In 2000/2001, OS X wasn't ready for mass-market. New Macs booted into OS 9!
Linux certainly wasn't ready for the same users that BeOS would be suitable for.
Windows has seen XP and Vista in that time. Solid releases, but not outstanding, and I'd happily use Windows 2000 today.
The big area lacking is multi-user support. That will be a deal breaker for many, and won't happen till R2. Otherwise there's a fabulous new OS around the corner, so what are you moaning about!?
Chris
Edited 2008-01-05 00:15
I'm hoping that they'll get to Alpha this year too.
I was hoping before the summer months but don't think it'll happen. Before Summer because I'm guessing they'll get GSoC students again this year and it'd be nice if they could help Haiku work towards Beta.
Unfortunately, everyone wants to do their own thing. You have people working on WebKit, Java, OSS, etc. instead of combining to focus on getting to Alpha. Meaning, creating an installer, fixing up some odds & ends and squishing the major bugs out there will get done at a slower pace. At Alpha may show up at the end of this year or sometime next year.
You just can't force people / programers who dedicate their spare time. They decide what they want to work on and do. Even if this will cause the OS to take longer to complete. That's life.
Hmmm.... a bounty would be nice. A bounty paying someone to create an installer that installs Haiku (from the CD) onto a blank partition (anyone can g-parted an create a blank partition, so no need to create a partitioning tool) and installs Grub if the user wishes.
Maybe what would be best is creating an installer that formats a partition, grabs the nightly build and dumps it on the newly created partition, then install Grub if the user wishes...hmmm....
wishful thinking.... i wish i could code. 
This is the kind of post I love to read.
How do you eat an elephant?
One spoonful at a time.
Likewise with Haiku, by tackling huge efforts like this, we inevitably have to finish, revise, improve, and complete parts of the OS that have been or are missing, defunct, incomplete, etc.
It's very likely that the things that keep us from being self-hosting are the very things we'll need to overcome to port OpenJDK.
OpenJDK will inevitably attract new developers to the project. This means more people who are capable of fixing, fleshing out, and finishing things within Haiku itself -- even if it is for their own curious or selfish desires.
In the end, we all benefit.
Projects like WebKit and OpenJDK aren't just narrow-minded, one-trick ponies. They breed a larger community as well as improve the quality and quantity of code in Haiku.

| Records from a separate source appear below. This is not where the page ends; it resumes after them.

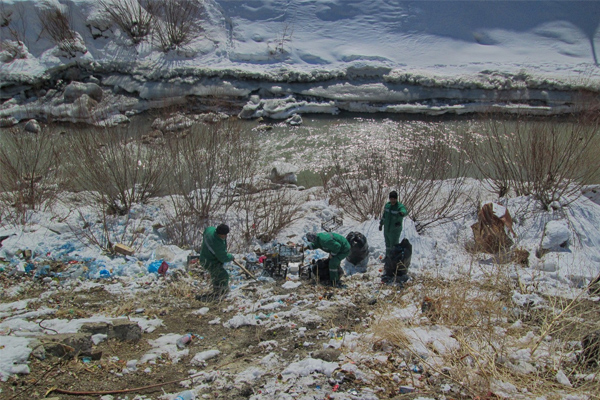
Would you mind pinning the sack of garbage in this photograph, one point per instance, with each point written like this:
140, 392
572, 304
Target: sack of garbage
320, 271
399, 261
359, 248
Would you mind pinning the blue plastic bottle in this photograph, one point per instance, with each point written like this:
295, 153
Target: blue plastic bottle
187, 395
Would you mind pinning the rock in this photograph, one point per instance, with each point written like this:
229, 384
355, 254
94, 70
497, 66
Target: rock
125, 330
33, 126
68, 344
164, 253
282, 172
556, 234
294, 120
7, 122
77, 89
82, 107
95, 328
591, 348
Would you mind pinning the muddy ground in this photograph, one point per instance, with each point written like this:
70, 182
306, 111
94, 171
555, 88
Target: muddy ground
173, 301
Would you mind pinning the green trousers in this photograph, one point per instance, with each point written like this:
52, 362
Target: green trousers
334, 264
392, 238
218, 276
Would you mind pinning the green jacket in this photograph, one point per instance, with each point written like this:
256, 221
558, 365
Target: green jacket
214, 249
393, 215
332, 243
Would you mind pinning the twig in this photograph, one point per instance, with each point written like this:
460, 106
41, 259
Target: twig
102, 392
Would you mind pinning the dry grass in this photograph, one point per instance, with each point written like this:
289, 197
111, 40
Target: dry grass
498, 340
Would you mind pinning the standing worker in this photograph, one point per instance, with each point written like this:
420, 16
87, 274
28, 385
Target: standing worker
212, 257
391, 220
336, 245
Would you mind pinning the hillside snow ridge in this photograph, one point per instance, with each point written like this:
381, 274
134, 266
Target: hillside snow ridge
429, 57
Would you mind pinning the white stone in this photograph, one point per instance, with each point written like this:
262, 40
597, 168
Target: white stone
556, 233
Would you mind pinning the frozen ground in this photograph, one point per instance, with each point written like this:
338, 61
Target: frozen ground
294, 339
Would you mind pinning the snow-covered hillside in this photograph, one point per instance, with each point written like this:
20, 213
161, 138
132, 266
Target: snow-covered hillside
429, 57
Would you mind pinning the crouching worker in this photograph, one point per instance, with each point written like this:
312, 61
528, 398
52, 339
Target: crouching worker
338, 248
212, 257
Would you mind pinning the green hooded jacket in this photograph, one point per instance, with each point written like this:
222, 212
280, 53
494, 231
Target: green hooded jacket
333, 243
214, 249
392, 217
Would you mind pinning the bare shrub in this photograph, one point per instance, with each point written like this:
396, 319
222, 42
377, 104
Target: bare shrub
421, 161
105, 229
360, 190
263, 212
178, 22
135, 19
284, 37
120, 170
14, 22
56, 23
205, 166
549, 159
29, 171
503, 334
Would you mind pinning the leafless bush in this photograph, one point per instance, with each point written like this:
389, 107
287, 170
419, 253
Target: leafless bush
56, 23
205, 166
423, 164
15, 22
120, 169
29, 171
105, 229
430, 177
360, 191
11, 50
548, 159
135, 19
178, 22
491, 329
263, 212
284, 37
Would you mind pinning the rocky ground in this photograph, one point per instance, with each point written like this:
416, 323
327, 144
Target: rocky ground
272, 330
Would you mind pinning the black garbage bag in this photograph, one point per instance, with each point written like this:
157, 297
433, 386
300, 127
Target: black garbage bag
320, 270
399, 261
359, 248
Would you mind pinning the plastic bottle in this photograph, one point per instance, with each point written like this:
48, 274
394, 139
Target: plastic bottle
184, 340
186, 395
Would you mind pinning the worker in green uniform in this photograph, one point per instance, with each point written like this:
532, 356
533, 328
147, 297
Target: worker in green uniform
391, 222
336, 245
212, 257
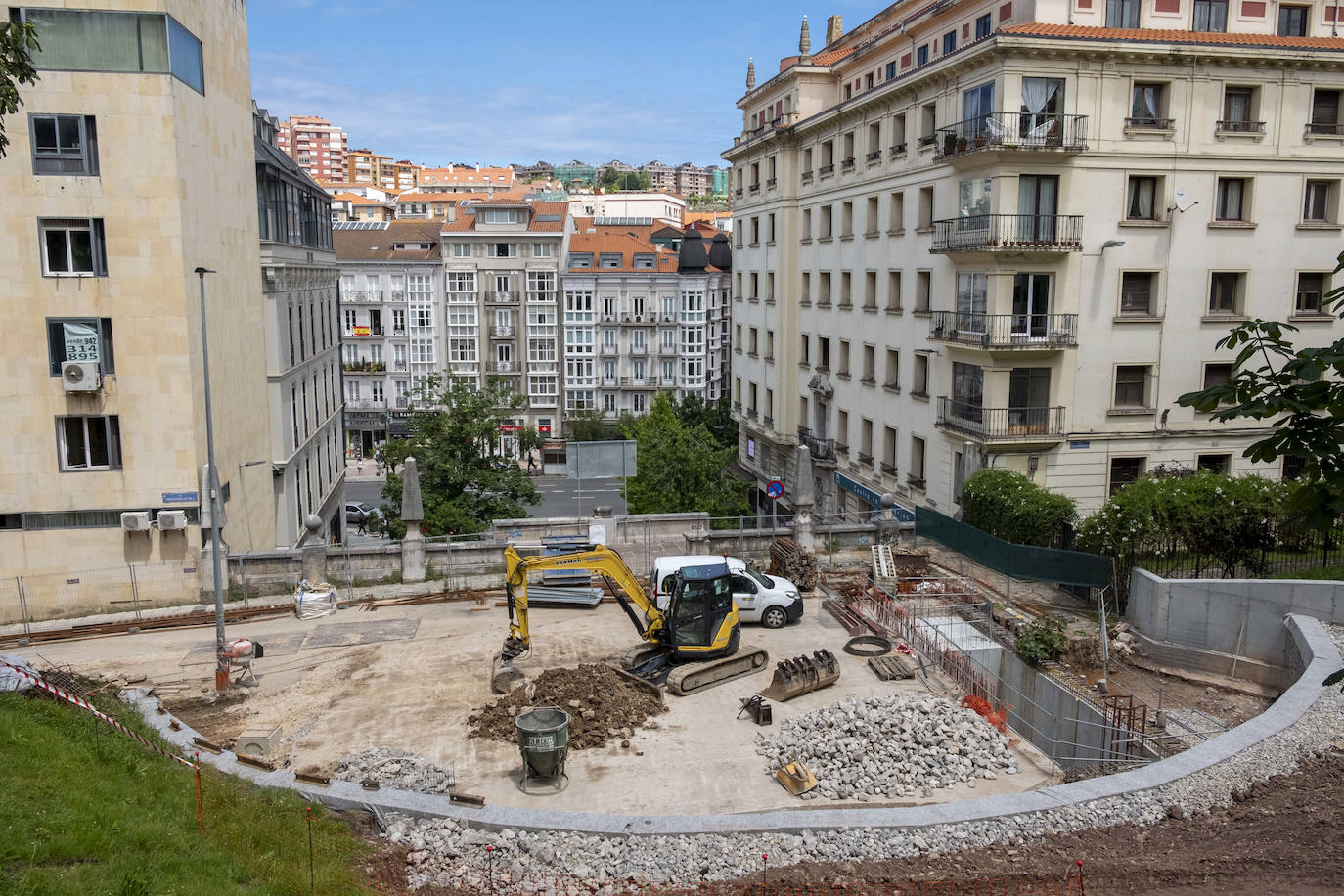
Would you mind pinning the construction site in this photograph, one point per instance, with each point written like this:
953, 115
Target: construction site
876, 694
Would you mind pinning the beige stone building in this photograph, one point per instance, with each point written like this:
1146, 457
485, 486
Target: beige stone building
1010, 234
132, 164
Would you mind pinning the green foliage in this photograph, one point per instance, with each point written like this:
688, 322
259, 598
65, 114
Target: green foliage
1042, 641
466, 482
18, 43
682, 468
1013, 508
1301, 391
93, 812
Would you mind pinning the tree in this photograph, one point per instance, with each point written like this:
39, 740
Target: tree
682, 468
18, 43
1303, 392
466, 481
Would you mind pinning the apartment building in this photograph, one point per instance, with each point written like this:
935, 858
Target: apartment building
1010, 234
316, 144
302, 342
502, 266
105, 439
642, 317
391, 317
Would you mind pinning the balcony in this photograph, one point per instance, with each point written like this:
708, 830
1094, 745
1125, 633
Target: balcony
1010, 132
823, 450
1005, 331
1002, 424
1039, 234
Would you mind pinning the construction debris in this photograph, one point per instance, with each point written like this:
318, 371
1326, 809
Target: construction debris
790, 561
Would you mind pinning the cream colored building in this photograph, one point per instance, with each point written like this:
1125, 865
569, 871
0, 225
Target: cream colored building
117, 186
1010, 234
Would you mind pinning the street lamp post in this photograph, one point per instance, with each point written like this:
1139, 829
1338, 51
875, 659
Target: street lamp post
212, 486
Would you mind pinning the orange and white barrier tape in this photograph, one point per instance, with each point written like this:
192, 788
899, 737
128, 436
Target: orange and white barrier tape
85, 704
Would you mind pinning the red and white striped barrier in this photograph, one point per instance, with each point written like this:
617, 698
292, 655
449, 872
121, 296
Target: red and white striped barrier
85, 704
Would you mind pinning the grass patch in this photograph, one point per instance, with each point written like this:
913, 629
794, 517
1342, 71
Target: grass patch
1315, 572
85, 813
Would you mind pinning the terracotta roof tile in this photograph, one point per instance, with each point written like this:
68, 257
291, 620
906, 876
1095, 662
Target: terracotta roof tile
1154, 35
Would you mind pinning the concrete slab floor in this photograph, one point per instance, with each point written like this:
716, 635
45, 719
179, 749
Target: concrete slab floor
349, 688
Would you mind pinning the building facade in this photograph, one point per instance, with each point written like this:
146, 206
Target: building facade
1010, 236
316, 144
105, 443
302, 342
391, 313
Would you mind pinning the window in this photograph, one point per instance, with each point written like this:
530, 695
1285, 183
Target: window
1125, 470
1142, 199
89, 442
1136, 293
1146, 107
1319, 202
1325, 112
1132, 385
1210, 15
1122, 14
1217, 374
64, 146
1232, 199
79, 338
1311, 288
1225, 291
72, 246
86, 40
1292, 22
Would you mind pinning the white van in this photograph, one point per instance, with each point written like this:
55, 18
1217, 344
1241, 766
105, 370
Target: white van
762, 598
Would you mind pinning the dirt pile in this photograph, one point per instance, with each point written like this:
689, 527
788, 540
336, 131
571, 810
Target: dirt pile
603, 705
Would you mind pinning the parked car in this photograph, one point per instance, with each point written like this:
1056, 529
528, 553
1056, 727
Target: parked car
768, 600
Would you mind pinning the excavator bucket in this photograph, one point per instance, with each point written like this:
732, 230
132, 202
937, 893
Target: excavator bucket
796, 778
798, 676
504, 677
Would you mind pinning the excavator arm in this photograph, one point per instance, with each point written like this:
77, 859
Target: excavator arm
599, 559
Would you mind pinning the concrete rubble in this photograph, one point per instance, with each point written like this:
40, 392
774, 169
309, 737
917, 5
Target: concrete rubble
446, 853
890, 745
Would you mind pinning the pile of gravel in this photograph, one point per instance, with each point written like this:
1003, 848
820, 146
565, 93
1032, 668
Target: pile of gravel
520, 863
395, 769
891, 745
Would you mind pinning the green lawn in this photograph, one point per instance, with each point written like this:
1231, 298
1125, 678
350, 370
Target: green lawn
86, 816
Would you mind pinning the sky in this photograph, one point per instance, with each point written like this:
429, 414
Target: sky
519, 81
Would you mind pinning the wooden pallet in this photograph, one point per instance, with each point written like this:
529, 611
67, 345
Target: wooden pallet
890, 668
851, 621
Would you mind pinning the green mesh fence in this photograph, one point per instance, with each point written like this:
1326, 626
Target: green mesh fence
1017, 560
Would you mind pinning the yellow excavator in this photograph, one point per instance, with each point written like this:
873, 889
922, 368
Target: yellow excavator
689, 647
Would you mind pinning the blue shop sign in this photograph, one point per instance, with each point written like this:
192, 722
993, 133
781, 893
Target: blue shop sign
874, 500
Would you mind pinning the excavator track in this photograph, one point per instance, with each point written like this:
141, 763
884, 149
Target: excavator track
693, 677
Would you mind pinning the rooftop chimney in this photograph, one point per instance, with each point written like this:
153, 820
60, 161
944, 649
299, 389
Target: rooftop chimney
834, 29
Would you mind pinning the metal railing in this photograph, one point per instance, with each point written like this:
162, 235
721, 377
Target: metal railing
996, 233
1012, 130
1005, 331
1000, 424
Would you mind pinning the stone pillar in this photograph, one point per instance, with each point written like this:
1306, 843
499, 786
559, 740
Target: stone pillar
413, 514
804, 501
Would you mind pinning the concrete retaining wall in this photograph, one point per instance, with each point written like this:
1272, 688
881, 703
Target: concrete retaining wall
1226, 626
1315, 658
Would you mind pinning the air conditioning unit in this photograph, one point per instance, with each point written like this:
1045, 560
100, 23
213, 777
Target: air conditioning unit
79, 377
172, 520
135, 521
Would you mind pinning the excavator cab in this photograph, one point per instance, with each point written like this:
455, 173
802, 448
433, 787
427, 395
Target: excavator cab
701, 619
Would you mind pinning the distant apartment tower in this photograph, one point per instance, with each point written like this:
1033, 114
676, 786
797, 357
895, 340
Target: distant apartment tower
316, 144
105, 438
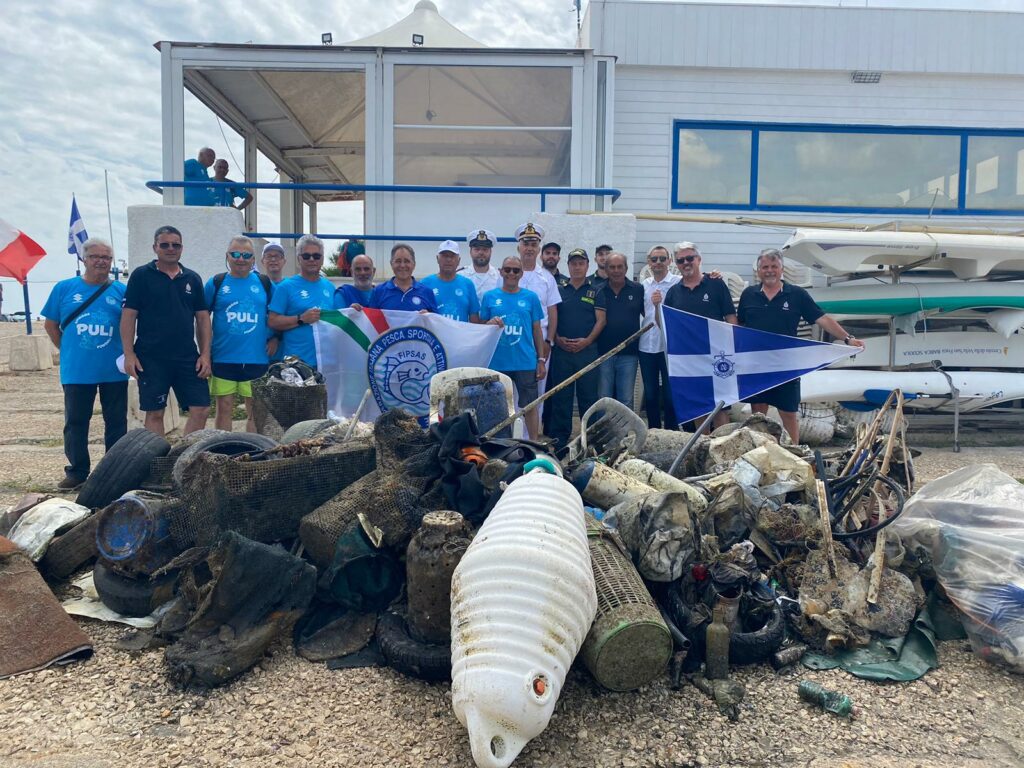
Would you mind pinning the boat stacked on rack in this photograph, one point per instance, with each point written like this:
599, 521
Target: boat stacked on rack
938, 312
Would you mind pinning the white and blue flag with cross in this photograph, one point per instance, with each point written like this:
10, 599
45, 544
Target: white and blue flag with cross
76, 230
711, 361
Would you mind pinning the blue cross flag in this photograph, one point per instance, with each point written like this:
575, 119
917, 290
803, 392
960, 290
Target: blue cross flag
76, 230
712, 361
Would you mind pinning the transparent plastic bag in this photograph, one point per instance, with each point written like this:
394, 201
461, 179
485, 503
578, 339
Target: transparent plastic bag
971, 523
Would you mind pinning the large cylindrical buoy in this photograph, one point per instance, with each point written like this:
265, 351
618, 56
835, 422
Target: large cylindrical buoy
522, 601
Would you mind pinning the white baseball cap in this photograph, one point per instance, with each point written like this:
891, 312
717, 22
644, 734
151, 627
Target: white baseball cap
449, 245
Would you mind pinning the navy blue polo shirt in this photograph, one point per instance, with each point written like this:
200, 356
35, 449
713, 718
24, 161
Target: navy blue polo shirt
166, 311
388, 296
710, 298
578, 312
779, 315
623, 313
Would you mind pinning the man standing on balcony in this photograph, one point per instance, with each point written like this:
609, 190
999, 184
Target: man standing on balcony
297, 302
198, 170
484, 276
225, 196
456, 295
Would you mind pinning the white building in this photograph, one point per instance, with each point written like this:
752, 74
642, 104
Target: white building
762, 112
834, 114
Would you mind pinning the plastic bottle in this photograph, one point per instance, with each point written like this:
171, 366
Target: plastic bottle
717, 645
829, 700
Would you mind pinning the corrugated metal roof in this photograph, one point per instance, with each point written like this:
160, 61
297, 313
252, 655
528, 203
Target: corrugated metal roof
792, 37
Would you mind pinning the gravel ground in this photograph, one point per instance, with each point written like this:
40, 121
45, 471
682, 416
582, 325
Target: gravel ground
118, 710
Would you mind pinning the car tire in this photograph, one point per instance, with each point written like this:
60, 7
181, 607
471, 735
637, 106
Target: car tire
223, 443
132, 597
125, 467
404, 654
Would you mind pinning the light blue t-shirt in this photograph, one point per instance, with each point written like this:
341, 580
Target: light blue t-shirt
294, 296
519, 310
240, 330
456, 298
91, 344
198, 196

An OS developed without concern for the applications ends up just being a big useless bucket of bits. An OS is the foundation for an application ecosystem, and like the natural world, it is beneficial to evolve things in parallel and adapt things as you go along, because what you first think will work often doesn't work as well as you thought it'd work.
Developing new applications alongside the OS at the same time gives more of a testing frameworks for the OS and also helps the application developers learn the platform's ins and outs. There are non BeOS 5.03 features that have been implemented (the Java port in the past comes to mind) that were added to the system precisely because they were needed, and BeOS 5.03 simply couldn't support them, and thus these features that were foreign to BeOS 5.03 are now native to Haiku, and greatly improve the system's value. If you look in the bug database for Haiku, you'll find a large number of filed bugs referencing other applications in development, even if they're only in mostly maintenance mode.
Not all application developers are capable of what's required to develop the OS itself for various reasons, but they have the time/energy/ability to work on the separate applications. Thus, they aren't taking away from the OS development as much as they're adding trees to the forest of the OS and the other applications to make it a much better habitat for all.




Member since:
2006-12-30
Sod bloody Java, sod bloody WebKit - finish the OS already! Or at least give us an ISO thats bootable and an installer on.
I'm a long time BeOS lover - I thought it was brilliant for its time, and am really REALLY keen on Haiku. I just think they are focusing their efforts in the wrong places.